In the framing used in the recent Science of Evals post, which delineates what a mature state of the field of evals would look like, the arguments made by this post could be described as “a large amount of the useful work in discovering what we care about seems to be in explorative work”. I don’t think this is in contradiction with the overall point made in the post, which reads to me like pushing for the field to reach a state where we have a robust science on methodology that captures everything we care about, and having better frameworks for analyzing evals methods. I might disagree with more specific claims about whether the field is in that state, however.

To be clear, my position isn’t simply that people should be doing capability evals on base models instead (though I think more of this would be very valuable, given that RLHF very often masks certain capabilities). For instance, I think many of the insights shared here and the generator upstream of them, are very useful, and that people should be doing more of that kind of exploration.

Rather, I think that in a regime where there are a lot of unknown unknowns—such as the general cluster described above—trying to search in the shadows and get a lot of information through more open-ended exploration is very useful. I wanted to include some slightly more concrete ways in which current evals fail, but I think Janus does a much better job of writing about them—which the comments of this post may contain!
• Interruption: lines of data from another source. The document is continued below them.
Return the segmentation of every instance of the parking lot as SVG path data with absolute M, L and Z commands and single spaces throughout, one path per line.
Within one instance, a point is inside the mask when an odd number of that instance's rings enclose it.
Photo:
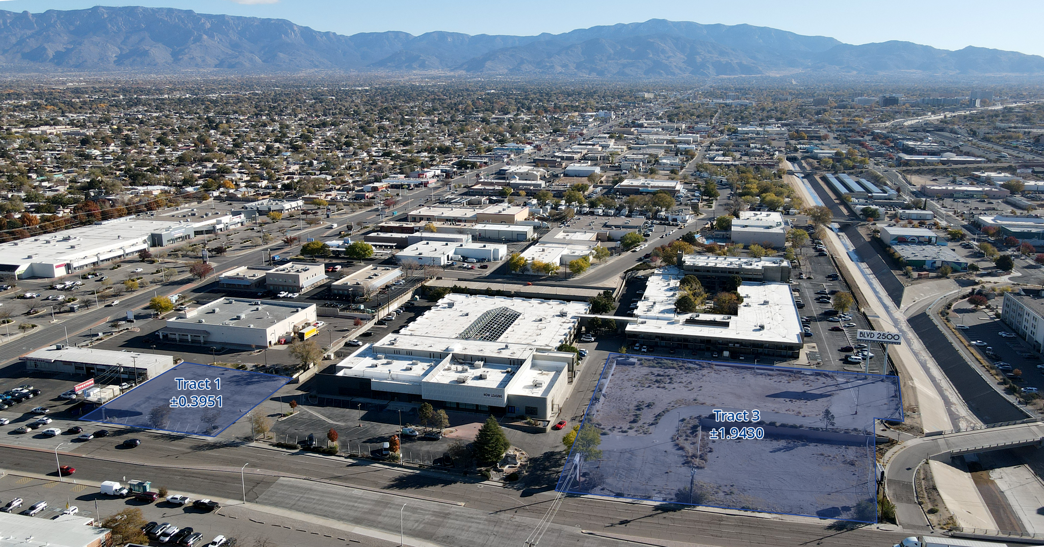
M 153 484 L 152 490 L 156 491 L 157 487 Z M 170 494 L 181 493 L 171 491 Z M 187 494 L 191 496 L 192 493 Z M 167 502 L 144 503 L 133 498 L 102 496 L 96 483 L 80 483 L 74 480 L 74 476 L 67 477 L 64 482 L 19 475 L 0 477 L 0 501 L 7 503 L 14 498 L 23 500 L 22 508 L 39 501 L 47 502 L 47 508 L 33 517 L 35 519 L 50 519 L 62 514 L 67 507 L 73 506 L 77 508 L 76 515 L 87 519 L 104 519 L 126 508 L 138 508 L 141 509 L 146 522 L 166 522 L 180 528 L 192 527 L 194 531 L 201 533 L 203 539 L 195 544 L 195 547 L 206 546 L 219 534 L 235 538 L 239 545 L 251 545 L 263 539 L 268 541 L 264 545 L 309 547 L 349 543 L 360 546 L 394 545 L 390 542 L 350 534 L 313 522 L 253 510 L 238 505 L 238 502 L 223 505 L 216 512 L 204 512 L 191 507 L 191 504 L 181 506 Z M 220 501 L 224 503 L 227 500 Z M 169 544 L 152 540 L 149 545 Z
M 1001 336 L 1001 332 L 1012 331 L 1003 322 L 984 310 L 974 309 L 964 300 L 955 303 L 952 311 L 957 332 L 987 362 L 1001 367 L 1000 372 L 1007 373 L 1019 387 L 1044 389 L 1044 371 L 1038 367 L 1044 366 L 1040 355 L 1017 335 Z M 1019 374 L 1013 374 L 1015 371 Z

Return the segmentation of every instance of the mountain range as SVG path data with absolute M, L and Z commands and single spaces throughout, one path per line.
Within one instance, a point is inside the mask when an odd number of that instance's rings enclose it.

Eventually.

I expect this to be a significantly harder problem to tackle—we’re effectively trying to interface with objects closer in complexity to human minds, history, ecosystems, the internet, or reality as a whole than to systems like cars where you can hope to measure all the relevant variables with simple diagnostics, especially before entire fields are invented or adapted to study these ontologically unprecedented and confusing entities[6] - but that trying to tackle it will be useful—and probably very interesting.

  1. ^

    This is often referred to as “truesight”, e.g. here.

  2. ^

    Some context on what I mean by this: often when fine-tuning a model, one thing you might want to do is fine-tune to prevent a model from hallucinating. This often has the resultant effect that you select for models that are very reluctant to offer bold inferences from data in the context window—for instance, GPT-4 often refuses to give answers to questions it considers too speculative, even when it does “know” the answer.

  3. ^

    Either general fine-tuning as in the case of making a chat model, or task-specific fine-tuning.

  4. ^

    There are definitely other kinds of evals that we’d be interesting in running—and that some are—such as alignment evals, where the questions and distinctions look pretty different, such the robustness of alignment methods on current models giving us information on how we should think about the robustness of alignment methods on future models and generalizable properties of neural networks.

  5. ^

    A related idea from this recent post is that quite often, advancements that end up being useful are highly serendipitous. Serendipity can be optimized to an extent however, by putting yourself in the kind of situation where you expect to stumble across more “lucky” findings.

  6. ^

    Wordings of this part of the sentence are from Janus.